Sime Darby Bhd (Kenanga Research) sell; target price RM7.90

Sime Darby

• Forgettable set of interims as the group slips into the red due to the troubled Energy and Utilities division. Plantation was in line with our expectation with 9M10 EBIT coming in at 72% of our forecast. Industrial came in below our expectation on lower demand and adverse currency movement but property and motor were higher than our forecast. Property was boosted by healthy take up and favourable product mix while motor was shored up by China / HK.

• QoQ, plantation down 32% despite 10% improvement in CPO price to RM2,425 (2Q10 : RM2,199) on 28% lower FFB production, hit by the dry spell across Malaysia and Indonesia. Property up 63% at the EBIT on higher sales and better product mix Industrial EBIT declined 15% on lower demand in Singapore and Australia but was mitigated by higher s pare part sales in Australia and a gain on disposal of a property in Malaysia of RM19m. The RM964m provisioning for the four troubled project – Qatar Petroleum, Maersk Oil Qatar, Marine and Bakun took the wind out of the division, leading to RM910m EBIT losses.

•  Briefing was centred mainly on the group’s risk management or the lack of it and the possibility of further provisioning. On both counts, we suspect that the audience could have been disappointed with the lack of clarity from the management especially with regards to whether there will be additional dents to the bottomlline. Provisioning thus far has been computed conservatively based on a technical committee’s input. Resolution will only be after completion and handover of the respective projects. Without assurance that the provisioning is final, share price performance will most likely to languish.

• No time line guided as to the completion of the “high level review” being currently conducted by the Board Work Group led by Datuk Seri Panglima Andrew Sheng. As for speculation on possible mismanagement on other divisions as well, management brushed it off and reassure that it is unlikely that any further nasty surprises will be unearthed. As for possible break up of the conglomerate, management sees no such possibility.

• Changes have been swift and sweeping across the group starting with the communication between Board and Senior Management. Since the debacle, instead of the Group CEO briefing the Board on a solo basis, a committee comprising the Group CEO, COO and CFO will instead undertake the assignment of communicating with the Board.

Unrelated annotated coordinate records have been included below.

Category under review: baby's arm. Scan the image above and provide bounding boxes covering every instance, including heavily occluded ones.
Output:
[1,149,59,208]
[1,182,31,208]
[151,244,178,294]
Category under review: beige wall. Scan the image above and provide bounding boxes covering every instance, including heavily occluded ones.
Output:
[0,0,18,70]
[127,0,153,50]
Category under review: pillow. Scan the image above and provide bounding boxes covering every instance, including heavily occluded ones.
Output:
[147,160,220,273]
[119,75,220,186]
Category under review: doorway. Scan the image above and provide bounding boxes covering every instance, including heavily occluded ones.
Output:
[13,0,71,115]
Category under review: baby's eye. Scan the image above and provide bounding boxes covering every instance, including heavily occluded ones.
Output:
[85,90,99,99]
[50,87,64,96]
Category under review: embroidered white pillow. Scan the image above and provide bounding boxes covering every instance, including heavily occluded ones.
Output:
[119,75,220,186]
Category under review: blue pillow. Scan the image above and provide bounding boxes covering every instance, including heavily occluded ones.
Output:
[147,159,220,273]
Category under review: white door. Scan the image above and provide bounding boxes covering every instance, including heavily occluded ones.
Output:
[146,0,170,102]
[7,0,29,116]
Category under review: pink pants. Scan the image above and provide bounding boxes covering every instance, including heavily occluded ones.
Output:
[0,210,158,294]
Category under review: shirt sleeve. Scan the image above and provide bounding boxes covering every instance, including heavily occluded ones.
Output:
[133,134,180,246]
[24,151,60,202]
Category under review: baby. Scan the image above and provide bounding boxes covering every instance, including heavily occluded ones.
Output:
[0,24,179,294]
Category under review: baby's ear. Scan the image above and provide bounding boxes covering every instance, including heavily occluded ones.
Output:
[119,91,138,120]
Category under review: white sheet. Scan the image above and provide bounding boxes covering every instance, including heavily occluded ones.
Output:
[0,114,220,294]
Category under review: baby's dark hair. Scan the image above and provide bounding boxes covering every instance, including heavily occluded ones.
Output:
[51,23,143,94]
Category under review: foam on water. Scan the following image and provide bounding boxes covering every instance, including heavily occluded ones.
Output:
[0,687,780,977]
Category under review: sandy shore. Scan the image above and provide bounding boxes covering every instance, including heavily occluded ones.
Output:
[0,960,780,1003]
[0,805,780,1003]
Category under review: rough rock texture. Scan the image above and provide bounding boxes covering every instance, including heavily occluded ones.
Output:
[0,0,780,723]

• Lowering our forecast further as we had underprovided for the losses at the E&U division believing that the RM200m Qatar Petroleum Project could have been a prior year adjustment to be effected through the FY09 accounts. Tweaking our motor and property numbers, our net FY10F is lowered by 8.4% while FY11 is marginally higher by 0.1%. Without the reassurance that no more provisioning will be needed, share price performance is most likely to continue underperform in the near term. Sell maintained with unchanged TP of RM7.90 based on 16x FY11F.